High input prices, supply chain disruptions from the tsunami disaster in Japan and slowing demand from China have combined to brake manufacturing momentum in Europe, the United States and Asia in recent months following a steady run of robust growth.

Just how sharp the slowdown is will become clearer this week with the release of data from factory purchasing managers in major economies across the globe.

In the euro zone, where divergence between core and peripheral countries has been the story for months, signs of more broad-based trouble emerged last week.
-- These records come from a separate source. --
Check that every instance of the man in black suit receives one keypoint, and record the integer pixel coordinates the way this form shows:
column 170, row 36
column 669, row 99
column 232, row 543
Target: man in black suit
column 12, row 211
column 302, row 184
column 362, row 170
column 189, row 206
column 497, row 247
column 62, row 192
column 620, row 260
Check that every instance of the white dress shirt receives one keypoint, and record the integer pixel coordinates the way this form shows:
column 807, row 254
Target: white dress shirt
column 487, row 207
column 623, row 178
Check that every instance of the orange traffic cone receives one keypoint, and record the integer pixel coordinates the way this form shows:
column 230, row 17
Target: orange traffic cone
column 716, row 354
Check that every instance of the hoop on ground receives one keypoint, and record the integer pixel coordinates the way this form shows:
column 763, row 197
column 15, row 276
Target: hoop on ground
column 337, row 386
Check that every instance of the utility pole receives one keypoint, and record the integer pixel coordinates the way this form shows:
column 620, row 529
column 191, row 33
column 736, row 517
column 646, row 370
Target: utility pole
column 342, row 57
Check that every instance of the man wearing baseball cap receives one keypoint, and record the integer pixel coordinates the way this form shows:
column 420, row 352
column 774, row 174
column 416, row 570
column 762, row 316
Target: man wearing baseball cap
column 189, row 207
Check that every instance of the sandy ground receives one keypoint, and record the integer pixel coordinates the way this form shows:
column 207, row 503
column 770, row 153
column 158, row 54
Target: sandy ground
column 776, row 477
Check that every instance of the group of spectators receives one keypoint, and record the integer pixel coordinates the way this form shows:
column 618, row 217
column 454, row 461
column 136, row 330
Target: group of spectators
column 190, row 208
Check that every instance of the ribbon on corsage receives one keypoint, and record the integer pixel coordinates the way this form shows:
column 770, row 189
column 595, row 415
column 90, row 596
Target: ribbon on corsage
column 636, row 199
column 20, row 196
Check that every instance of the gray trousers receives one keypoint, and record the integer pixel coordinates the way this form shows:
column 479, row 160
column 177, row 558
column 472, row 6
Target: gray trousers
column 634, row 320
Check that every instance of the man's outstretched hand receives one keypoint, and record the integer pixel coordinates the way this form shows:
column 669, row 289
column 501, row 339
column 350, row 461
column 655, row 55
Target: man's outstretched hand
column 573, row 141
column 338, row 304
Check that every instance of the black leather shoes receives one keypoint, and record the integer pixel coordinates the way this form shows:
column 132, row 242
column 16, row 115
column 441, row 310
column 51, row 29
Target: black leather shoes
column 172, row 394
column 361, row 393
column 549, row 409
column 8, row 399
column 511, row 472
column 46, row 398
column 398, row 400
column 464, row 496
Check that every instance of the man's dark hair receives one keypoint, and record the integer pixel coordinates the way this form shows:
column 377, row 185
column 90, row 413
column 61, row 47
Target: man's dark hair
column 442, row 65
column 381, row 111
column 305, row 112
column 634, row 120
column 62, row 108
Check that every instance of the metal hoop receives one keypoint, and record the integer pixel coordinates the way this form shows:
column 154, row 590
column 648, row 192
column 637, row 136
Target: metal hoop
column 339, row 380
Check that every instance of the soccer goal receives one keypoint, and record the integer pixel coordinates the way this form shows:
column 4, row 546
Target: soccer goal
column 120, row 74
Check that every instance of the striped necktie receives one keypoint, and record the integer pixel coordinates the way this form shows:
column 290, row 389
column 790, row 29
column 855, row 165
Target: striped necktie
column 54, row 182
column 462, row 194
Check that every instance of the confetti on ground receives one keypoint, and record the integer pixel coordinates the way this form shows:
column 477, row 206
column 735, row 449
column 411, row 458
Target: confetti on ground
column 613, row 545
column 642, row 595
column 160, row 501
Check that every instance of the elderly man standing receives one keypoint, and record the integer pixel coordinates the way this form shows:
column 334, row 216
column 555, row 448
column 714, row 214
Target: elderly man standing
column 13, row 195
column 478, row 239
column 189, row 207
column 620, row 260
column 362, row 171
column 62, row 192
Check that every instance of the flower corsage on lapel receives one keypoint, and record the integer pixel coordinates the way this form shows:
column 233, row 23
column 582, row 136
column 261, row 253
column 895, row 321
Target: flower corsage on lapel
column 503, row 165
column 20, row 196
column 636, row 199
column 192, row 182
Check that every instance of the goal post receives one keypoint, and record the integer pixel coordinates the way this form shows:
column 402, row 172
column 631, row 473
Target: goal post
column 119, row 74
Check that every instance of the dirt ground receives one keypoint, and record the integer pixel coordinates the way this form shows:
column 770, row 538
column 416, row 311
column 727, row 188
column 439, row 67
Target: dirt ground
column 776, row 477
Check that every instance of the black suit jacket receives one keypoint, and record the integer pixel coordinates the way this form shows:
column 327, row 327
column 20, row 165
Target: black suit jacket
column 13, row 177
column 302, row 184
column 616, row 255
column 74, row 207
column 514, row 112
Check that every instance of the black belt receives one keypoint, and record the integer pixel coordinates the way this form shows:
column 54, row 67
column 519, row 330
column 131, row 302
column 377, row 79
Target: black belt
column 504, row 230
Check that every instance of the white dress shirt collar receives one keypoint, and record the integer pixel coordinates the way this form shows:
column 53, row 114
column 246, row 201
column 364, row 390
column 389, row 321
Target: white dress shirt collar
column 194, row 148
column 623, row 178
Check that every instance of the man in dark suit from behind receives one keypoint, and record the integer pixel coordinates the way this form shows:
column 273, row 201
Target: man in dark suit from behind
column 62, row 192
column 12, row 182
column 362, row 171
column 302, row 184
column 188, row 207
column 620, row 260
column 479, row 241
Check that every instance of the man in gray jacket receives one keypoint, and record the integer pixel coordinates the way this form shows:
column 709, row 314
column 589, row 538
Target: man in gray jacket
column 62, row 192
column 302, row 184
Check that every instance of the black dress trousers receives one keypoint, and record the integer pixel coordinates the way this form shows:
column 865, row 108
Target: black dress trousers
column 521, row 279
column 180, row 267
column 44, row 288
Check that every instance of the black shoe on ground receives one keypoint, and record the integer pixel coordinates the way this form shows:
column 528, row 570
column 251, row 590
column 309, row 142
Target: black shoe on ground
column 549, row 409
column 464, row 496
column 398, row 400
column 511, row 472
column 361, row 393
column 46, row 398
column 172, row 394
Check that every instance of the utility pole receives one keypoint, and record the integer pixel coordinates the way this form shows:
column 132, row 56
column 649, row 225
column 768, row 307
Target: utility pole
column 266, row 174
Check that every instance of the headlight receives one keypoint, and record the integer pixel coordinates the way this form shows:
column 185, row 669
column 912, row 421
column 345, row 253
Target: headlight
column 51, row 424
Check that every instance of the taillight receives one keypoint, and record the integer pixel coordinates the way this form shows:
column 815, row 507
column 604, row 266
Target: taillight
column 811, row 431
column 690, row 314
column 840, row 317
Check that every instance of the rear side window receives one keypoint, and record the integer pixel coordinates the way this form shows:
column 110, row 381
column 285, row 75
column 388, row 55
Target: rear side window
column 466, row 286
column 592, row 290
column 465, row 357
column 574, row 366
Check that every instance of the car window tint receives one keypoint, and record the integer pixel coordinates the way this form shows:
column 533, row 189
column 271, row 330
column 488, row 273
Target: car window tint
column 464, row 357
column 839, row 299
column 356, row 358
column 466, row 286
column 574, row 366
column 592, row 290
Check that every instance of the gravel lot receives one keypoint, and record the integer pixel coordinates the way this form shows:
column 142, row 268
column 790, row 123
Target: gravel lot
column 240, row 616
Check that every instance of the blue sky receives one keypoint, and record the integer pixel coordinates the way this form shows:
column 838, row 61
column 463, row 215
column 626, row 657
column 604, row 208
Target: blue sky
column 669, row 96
A preliminary manufacturing index for May posted its biggest one-month fall since the collapse of Lehman Brothers in 2008.

That reading is expected to be confirmed on Wednesday, as are factory slowdowns in the United States and China, where curbs on bank credit and power shortages have slowed growth, adding to worries about the world's second-largest economy.

Driven by higher energy prices, costs for the U.S. manufacturing sector rose to their highest level in nearly three years last month. A nascent slowdown in the sector, due in part to poor weather, has been blamed for an uneven labor market recovery.

U.S. companies created jobs at their fastest pace in five years in April. But May non-farm payrolls data due on Friday risks disappointing after a surprise rise in U.S. jobless claims last week highlighted persistent hurdles in the labor market.

Economists polled by Reuters expect U.S. payrolls to rise by 185,000 in May, down from April's 244,000 expansion, with the unemployment rate edging down to 8.9 percent from 9.0 percent.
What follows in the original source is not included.